13 thoughts on “Between an Xcelsius Rock and Dashboard Hard Place

  1. Great blog Dallas.

    I’m very eager to hear the updates from SAPPHIRE about the product roadmap and the so called new “mystery tool”.
    In the meanwhile, I’ll join the social media marketplace šŸ™‚

  2. Roambi is fantastic but can’t get you away from Xcelsius because it doesn’t have a desktop component. So we’re stuck with having to deal with a rock (the desktop) and a hard place (mobile). Mobile BI should be the obvious answer, but as yet I haven’t seen a demo where it looks like the same report would work well on both types of machine. Grrrr.

  3. Jamie,

    Good point about current state of mobile Web Intelligence. But my opinion is that in 12 months, mobile Web Intelligence will be closer to browser Web Intelligence than HTML5 Xcelsius will be to SWF Xcelsius. But I can be proved wrong…

  4. SAP are planning a version of Xcelsius that will render in HTML5. The first cut will be out later this year (read early next year).

    There is a project Zen, that will address all of these issues.

  5. Being in the “Companies who aren’t developing in Xcelsius yet” camp I have a different spin. We “have to” deliver dashboards, and we “have to” use the BObj tool suite.

    There is no forward thought on mobility yet, as I recommended we purchase XWIS Anywhere when we purchased XWIS Advantage but was told it wasn’t needed at this time.

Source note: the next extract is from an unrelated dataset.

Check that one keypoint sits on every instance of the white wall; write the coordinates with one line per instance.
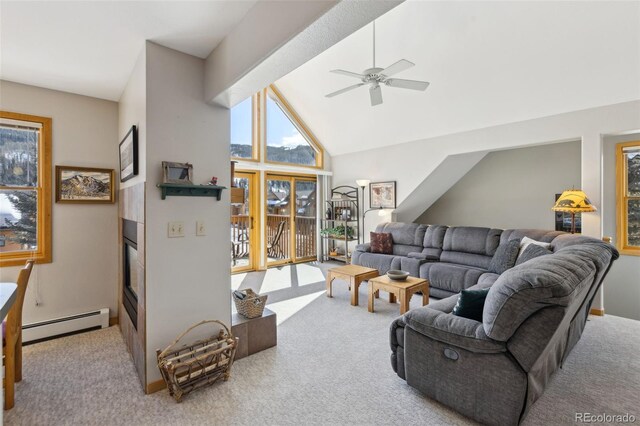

    I imagine that there will be a small fire drill once the dashboards start to roll out and the 200+ iPads in the enterprise currently can’t view them.

    Either way, the next 12 months will be interesting to see where Xcelsius goes as a product. My personal opinion is that there will be an End of Life announcement, and the new product will replace it in the suite… I don’t see them sustaining something that doesn’t play in to their new “Mobile First” philosophy.

  6. Xcelsius gets us 80% of the way where customers want to be out of the box, and with third party technology 95% of the way there. The ghost of Xcelsius will haunt SAP for years to come if killed off because that is the benchmark for which everything will be measured.

    Has anyone actually seen project “Zen”? This is the fourth time I have heard about it. Anytime I hear the magic bullet theory where 1 new technology is going to replace and resolve all of our problems, I get nervous.

  7. As mentioned in an ASUG session : Project ZEN is code name for product “Analysis for Application Design”, is one more analysis tool ( for OLAP & for Office) and replacement for BEx Web Application Designer.It is currently in Beta release and will be in GA in Q4-2012.Never heard from anyone that, it would be addressing issues with Xcelsius.

  8. I would suggest people ask Adam Binney about project Zen.

    The future is HTML5 and mobile. Flash is dead.

    The choices are:

    Enhance Xcelsius to generate a HTML5 package that can be published with similar ease to and Xcelsius SWF.

    Build a HTML5 Dashboarding tool from scratch. This is what I believe project Zen to be about.